Care should be exercised when bromocriptine is administered concomitantly
with hypotensive or psychoactive drug because interactions with bromocriptine
cannot be excluded.
Gynaecological assessment, preferably including cervical
and endometrial cytology, is recommended for women receiving bromocriptine
for extensive periods. Six-monthly assessment is suggested for post-menopausal
women and annual assessment for women with regular menstruation.
When women of child-bearing age are treated with
bromocriptine for conditions not associated with hyperprolactinaemia
the lowest effective dose should be used. This is in order to avoid
suppression of prolactin to below normal levels, with consequent
impairment of luteal function.
In such patients and if the treatment is prolonged
for more than 6 months, assessments are advised at regular intervals
to check the plasma prolactin and post-ovulatory progesterone levels.
During the first days of treatment the preparation may induce slight
nausea in some patients and more rarely vertigo or vomiting.
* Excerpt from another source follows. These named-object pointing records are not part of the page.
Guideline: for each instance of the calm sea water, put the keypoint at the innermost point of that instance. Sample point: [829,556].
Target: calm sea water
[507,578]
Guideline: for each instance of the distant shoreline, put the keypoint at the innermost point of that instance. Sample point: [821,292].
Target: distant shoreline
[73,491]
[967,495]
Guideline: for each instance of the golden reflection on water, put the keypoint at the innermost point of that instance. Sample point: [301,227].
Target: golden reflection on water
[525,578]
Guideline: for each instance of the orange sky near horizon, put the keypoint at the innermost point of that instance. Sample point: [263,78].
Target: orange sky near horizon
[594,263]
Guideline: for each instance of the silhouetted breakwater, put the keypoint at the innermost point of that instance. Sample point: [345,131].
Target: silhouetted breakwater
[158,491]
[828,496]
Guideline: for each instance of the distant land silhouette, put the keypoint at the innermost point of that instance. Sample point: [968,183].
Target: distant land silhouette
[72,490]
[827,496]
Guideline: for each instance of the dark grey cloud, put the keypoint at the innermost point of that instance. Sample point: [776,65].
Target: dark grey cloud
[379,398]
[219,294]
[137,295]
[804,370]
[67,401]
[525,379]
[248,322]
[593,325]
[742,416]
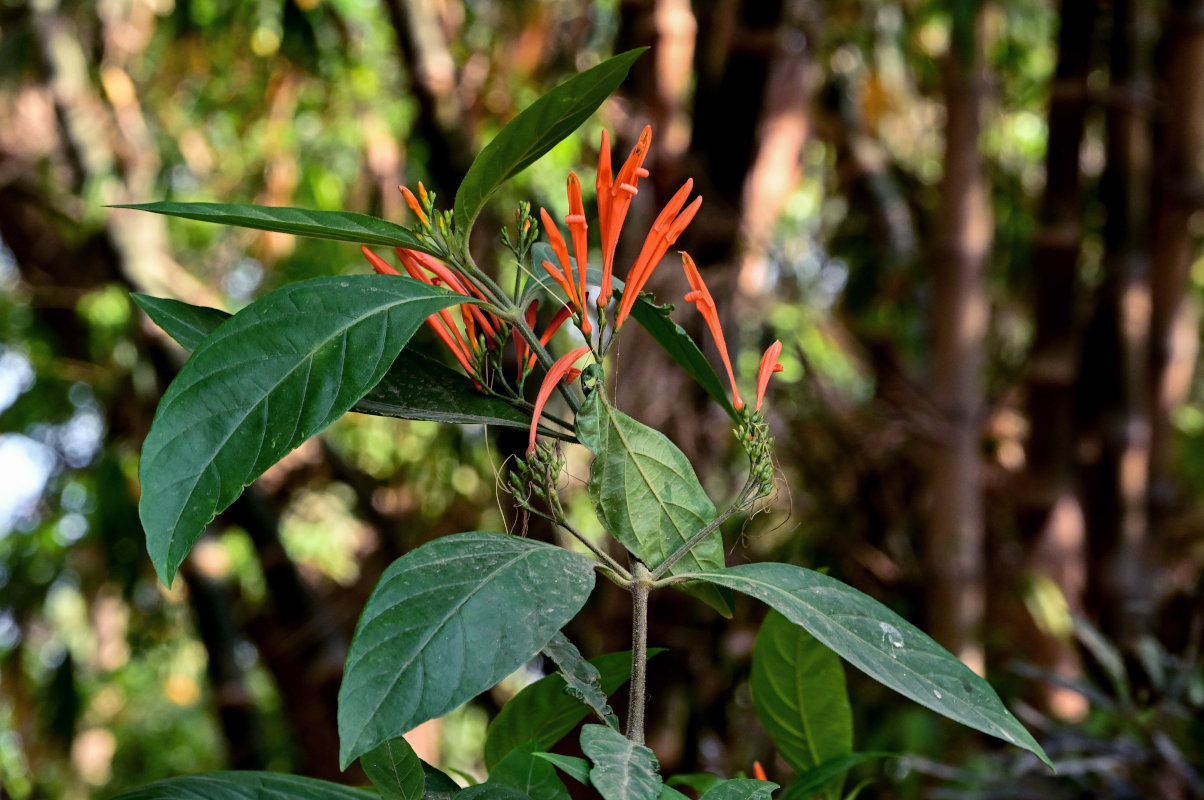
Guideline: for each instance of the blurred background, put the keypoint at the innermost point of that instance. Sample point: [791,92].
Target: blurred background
[974,225]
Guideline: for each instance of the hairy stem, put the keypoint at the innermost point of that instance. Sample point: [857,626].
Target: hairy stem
[641,586]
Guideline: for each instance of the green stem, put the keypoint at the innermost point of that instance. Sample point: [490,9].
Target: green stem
[641,586]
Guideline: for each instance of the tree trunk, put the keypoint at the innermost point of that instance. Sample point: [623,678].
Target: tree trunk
[955,543]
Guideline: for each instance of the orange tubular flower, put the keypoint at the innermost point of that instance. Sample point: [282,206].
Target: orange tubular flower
[668,225]
[701,296]
[614,199]
[768,366]
[560,370]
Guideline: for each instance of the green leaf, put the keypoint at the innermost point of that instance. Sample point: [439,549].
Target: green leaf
[880,643]
[813,781]
[800,695]
[647,494]
[544,712]
[623,770]
[246,786]
[446,622]
[582,678]
[739,789]
[395,770]
[536,130]
[440,784]
[532,776]
[186,323]
[267,378]
[340,225]
[574,768]
[491,792]
[415,387]
[683,350]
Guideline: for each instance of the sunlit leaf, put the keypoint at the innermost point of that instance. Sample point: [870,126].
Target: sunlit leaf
[448,621]
[264,381]
[341,225]
[880,643]
[648,495]
[623,770]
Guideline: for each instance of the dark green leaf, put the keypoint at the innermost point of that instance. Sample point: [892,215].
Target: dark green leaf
[186,323]
[574,768]
[800,695]
[341,225]
[246,786]
[415,387]
[532,776]
[491,792]
[395,770]
[546,713]
[623,770]
[880,643]
[683,350]
[275,374]
[582,678]
[813,781]
[536,130]
[448,621]
[739,789]
[647,494]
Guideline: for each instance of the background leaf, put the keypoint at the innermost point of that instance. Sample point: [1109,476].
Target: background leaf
[536,130]
[544,712]
[532,776]
[880,643]
[446,622]
[800,695]
[647,494]
[395,770]
[582,678]
[246,786]
[623,770]
[267,378]
[341,225]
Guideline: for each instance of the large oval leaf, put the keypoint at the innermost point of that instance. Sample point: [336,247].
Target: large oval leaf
[800,695]
[880,643]
[415,387]
[536,130]
[623,770]
[246,786]
[341,225]
[648,495]
[448,621]
[271,376]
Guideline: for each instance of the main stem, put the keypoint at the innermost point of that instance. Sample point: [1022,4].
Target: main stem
[641,584]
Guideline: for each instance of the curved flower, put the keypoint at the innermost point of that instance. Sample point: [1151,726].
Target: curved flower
[559,371]
[768,366]
[701,296]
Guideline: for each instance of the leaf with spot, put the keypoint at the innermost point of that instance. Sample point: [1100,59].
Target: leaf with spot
[878,642]
[446,622]
[264,381]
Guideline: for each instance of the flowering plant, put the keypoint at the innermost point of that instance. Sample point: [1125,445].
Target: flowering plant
[453,617]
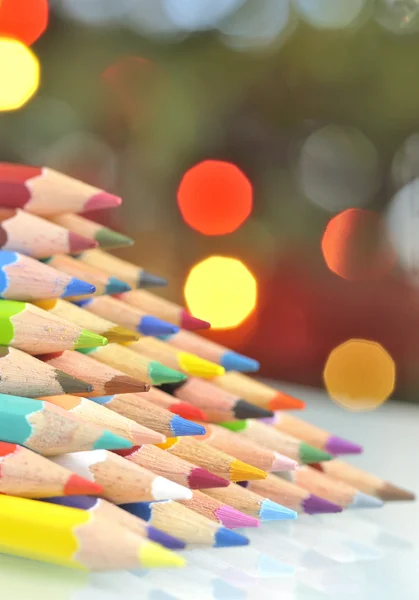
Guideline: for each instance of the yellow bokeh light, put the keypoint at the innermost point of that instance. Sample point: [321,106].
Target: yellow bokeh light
[359,374]
[19,74]
[221,290]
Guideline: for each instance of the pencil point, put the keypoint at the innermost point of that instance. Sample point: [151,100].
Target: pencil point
[77,287]
[107,238]
[201,479]
[160,374]
[362,500]
[181,426]
[147,279]
[283,463]
[116,286]
[77,243]
[285,402]
[88,339]
[232,518]
[192,323]
[120,335]
[163,538]
[336,446]
[102,200]
[272,511]
[309,454]
[72,385]
[153,555]
[199,367]
[111,441]
[150,325]
[232,361]
[165,489]
[240,471]
[314,505]
[225,538]
[246,410]
[77,486]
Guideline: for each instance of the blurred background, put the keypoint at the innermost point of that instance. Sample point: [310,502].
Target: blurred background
[267,152]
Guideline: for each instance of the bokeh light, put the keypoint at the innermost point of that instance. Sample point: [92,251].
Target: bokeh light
[402,220]
[355,245]
[221,290]
[19,74]
[359,374]
[337,168]
[330,14]
[215,197]
[24,20]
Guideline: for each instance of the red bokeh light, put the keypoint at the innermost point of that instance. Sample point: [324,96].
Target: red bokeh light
[215,197]
[355,245]
[25,20]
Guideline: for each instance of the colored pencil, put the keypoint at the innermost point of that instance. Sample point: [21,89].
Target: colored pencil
[365,482]
[213,460]
[185,524]
[101,235]
[187,363]
[111,512]
[218,511]
[137,408]
[135,276]
[164,309]
[49,429]
[331,489]
[33,330]
[134,364]
[26,474]
[268,437]
[257,392]
[88,410]
[74,538]
[104,283]
[25,375]
[218,405]
[252,504]
[66,310]
[249,452]
[183,409]
[24,278]
[216,353]
[43,191]
[170,466]
[104,380]
[33,236]
[122,481]
[291,496]
[319,438]
[127,316]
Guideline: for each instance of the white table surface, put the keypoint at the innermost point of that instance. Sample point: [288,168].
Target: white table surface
[369,555]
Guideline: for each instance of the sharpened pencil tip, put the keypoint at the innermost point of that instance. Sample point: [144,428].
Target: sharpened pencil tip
[147,279]
[272,511]
[116,286]
[150,325]
[232,361]
[225,538]
[192,323]
[153,555]
[181,426]
[111,441]
[77,287]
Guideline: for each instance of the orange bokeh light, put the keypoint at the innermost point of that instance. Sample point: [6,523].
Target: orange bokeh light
[355,245]
[215,197]
[24,20]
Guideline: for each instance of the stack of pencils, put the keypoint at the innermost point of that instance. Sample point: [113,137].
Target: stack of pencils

However,
the intensity of these symptoms is not such as to require the discontinuation
of the treatment.
On rare occasions, Sicriptin may induce a lowering
of the blood pressure. In out- patients it is thus advisable to
monitor the blood pressure, particularly during the first days of
therapy. Postural hypotension may be disturbing but it can be controlled
by a symptomatic treatment. If side effects persist, it should be
sufficient to reduce the dosage. In patients liable to Raynaud's
syndrome or in acromegalic patients receiving high doses of Sicriptin
reversible pallor of the face, hands and feet induced by cold have
occasionally occured. Overdosage with Sicriptin is likely
to result in vasospasm, hallucinations and confusion, hypotension,
dyskinesia and, in Parkinsonian patients, also constipation and
drowsiness, Psychomotor excitation, dry mouth and leg cramps have
been rarely reported.
All these side effects are dose- dependent and, in
general, may be overcome by a reduction of the dosage.
Should be stored below 25°C and protected from light and moisture.